Yes, muscle tightness is a symptom for me. It was one of my earliest symptoms and one if the most problematic along with cognitive issues. I had problems all over. My face and neck muscles caused quite a lot of pain and, for quite a while, I ended up feeling one side of my face was disconnected from the other. I had a lot of pain in the intercostal muscles, the back, abdomen, buttocks, upper arms and thighs. Even muscles in the hands and feet. Working with a very good physio, I realised that, even though I thought I was relaxing the muscles, I wasn't fully releasing them. Imagine one if those relaxation exercises where you tense the muscles up really hard and release them. Now imagine when you release them they only release by maybe 50%. Then do this repeatedly. You know that stress position where you squat against a wall? It felt like that but with muscle groups all over the body at the same time. I did have some vitamin and mineral deficiencies, measured by blood tests and we rectified those. At the same time I had physio - no GET. My physio was hugely helpful and through her I realised that when I thought I was resting, my body wasn't supported enough and so the muscles can't release. I couldn't tolerate touch, especially on my upper arms and thighs. Someone laying a hand on my arm hurt. Before being ill I had regular massages and loved them, after this developed a massage would have been unbearable. The only person who could touch me and move my limbs around without hurting me was the physio. Is that because of ME or some personal quirk? I don't know but I didn't have this problem before ME and I used to exercise, including muscle toning and flexibility exercises regularly. Another issue that might compound muscle pain is hypothyroidism. One of the signs I need to increase my dose of T4 is when my muscle pain suddenly increases. Well worth a blood test just to check, especially if they'll draw the at home.
Just a suggestion, as it was the cause of my muscle problems - is your daughter getting enough salt? PwME often lose a lot of salt in urine, and in my case it was very severe. I make sure to have plenty of sodium now, some in the form of sodium bicarbonate.
Hi @Amw66 So sorry you and your daughter are having to deal with this. I was wondering about Fibromyalgia. I can't recall if FM includes tight muscles. Hope you get some answers and help!
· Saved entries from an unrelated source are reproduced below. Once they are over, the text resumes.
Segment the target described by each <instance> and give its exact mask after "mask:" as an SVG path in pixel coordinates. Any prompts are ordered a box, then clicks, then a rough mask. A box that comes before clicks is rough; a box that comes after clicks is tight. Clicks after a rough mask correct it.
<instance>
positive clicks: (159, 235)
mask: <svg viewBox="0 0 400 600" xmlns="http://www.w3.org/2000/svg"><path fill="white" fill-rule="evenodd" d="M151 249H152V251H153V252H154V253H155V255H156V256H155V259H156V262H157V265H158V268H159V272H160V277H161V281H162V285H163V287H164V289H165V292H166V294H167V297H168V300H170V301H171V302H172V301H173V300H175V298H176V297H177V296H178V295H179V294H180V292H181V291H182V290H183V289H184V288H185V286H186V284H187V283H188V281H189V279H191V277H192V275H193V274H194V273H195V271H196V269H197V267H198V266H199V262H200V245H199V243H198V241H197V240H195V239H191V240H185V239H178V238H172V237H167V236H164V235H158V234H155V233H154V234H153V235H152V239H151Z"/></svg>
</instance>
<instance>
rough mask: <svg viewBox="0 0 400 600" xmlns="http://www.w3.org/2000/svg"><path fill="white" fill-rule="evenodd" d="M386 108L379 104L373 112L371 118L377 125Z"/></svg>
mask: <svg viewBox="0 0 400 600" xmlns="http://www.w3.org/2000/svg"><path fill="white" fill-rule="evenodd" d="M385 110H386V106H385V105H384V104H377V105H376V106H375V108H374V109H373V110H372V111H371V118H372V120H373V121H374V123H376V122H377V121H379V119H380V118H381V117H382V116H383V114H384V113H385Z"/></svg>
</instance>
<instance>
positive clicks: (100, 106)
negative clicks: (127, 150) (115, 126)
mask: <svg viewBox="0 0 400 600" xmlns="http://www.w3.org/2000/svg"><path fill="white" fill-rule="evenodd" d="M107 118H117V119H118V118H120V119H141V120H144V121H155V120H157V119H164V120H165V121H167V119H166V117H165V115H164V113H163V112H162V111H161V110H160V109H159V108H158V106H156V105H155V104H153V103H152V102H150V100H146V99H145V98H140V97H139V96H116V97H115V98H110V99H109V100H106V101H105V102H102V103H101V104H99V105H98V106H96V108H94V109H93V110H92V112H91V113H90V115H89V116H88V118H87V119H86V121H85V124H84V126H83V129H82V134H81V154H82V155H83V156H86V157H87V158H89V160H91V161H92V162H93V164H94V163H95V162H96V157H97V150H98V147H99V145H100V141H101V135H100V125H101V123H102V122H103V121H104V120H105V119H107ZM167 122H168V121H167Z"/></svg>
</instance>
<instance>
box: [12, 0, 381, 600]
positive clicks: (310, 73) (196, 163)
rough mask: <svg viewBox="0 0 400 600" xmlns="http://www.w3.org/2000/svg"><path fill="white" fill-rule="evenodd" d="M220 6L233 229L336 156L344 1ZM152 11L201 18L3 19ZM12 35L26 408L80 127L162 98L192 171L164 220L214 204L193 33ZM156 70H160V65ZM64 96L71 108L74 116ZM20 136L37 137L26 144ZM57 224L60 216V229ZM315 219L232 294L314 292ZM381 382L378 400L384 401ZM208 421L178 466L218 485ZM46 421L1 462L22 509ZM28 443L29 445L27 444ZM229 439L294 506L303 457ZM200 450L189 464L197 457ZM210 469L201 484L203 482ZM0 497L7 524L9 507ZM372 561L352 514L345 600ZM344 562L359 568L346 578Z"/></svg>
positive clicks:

Losing lots of salt ,interesting; can't recall if I've read this before. In the dark recesses of my memory, I think I had a test that, despite using a fair bit of salt, I was told to use more. Thanks @MeSci
She does use extra salt, as some OI issues , but as everything is going out of whack it may not be enough. As GP will only do standard blood tests, I don't know to what extent things will be picked up.
I don't think the experiences of other PWME are relevant to your daughter's problem @Amw66 - she needs medical help. Nobody may be able to provide an answer but whether or not other members have had similar experiences is not relevant to her medical care.
Thanks @Jonathan Edwards, this particular issue has been raised for some time in phone consultations to no avail: at least I have managed to argue the case for a home visit this time which should hopefully help. When you are disbelieved regularly it is sometimes good to know that you are not a complete outlier Though given past experiences with medical encounters it took a lot to persuade my daughter. Hopefully there may be a more positive outcome.
I hope you get some answers for her @Amw66. From the sounds of things her ME is a lot worse than mine. My pain is better controlled these days but it's a horrible, horrible way to feel.
Thank you. This winter is a struggle, but she remains stoic . If we could improve one thing, that would be a great result .
My GP gave me diazepam to try but it did nothing. I couldn't handle amitriptyline side effects. Or any SSRIs or NSRIs at low dose unfortunately.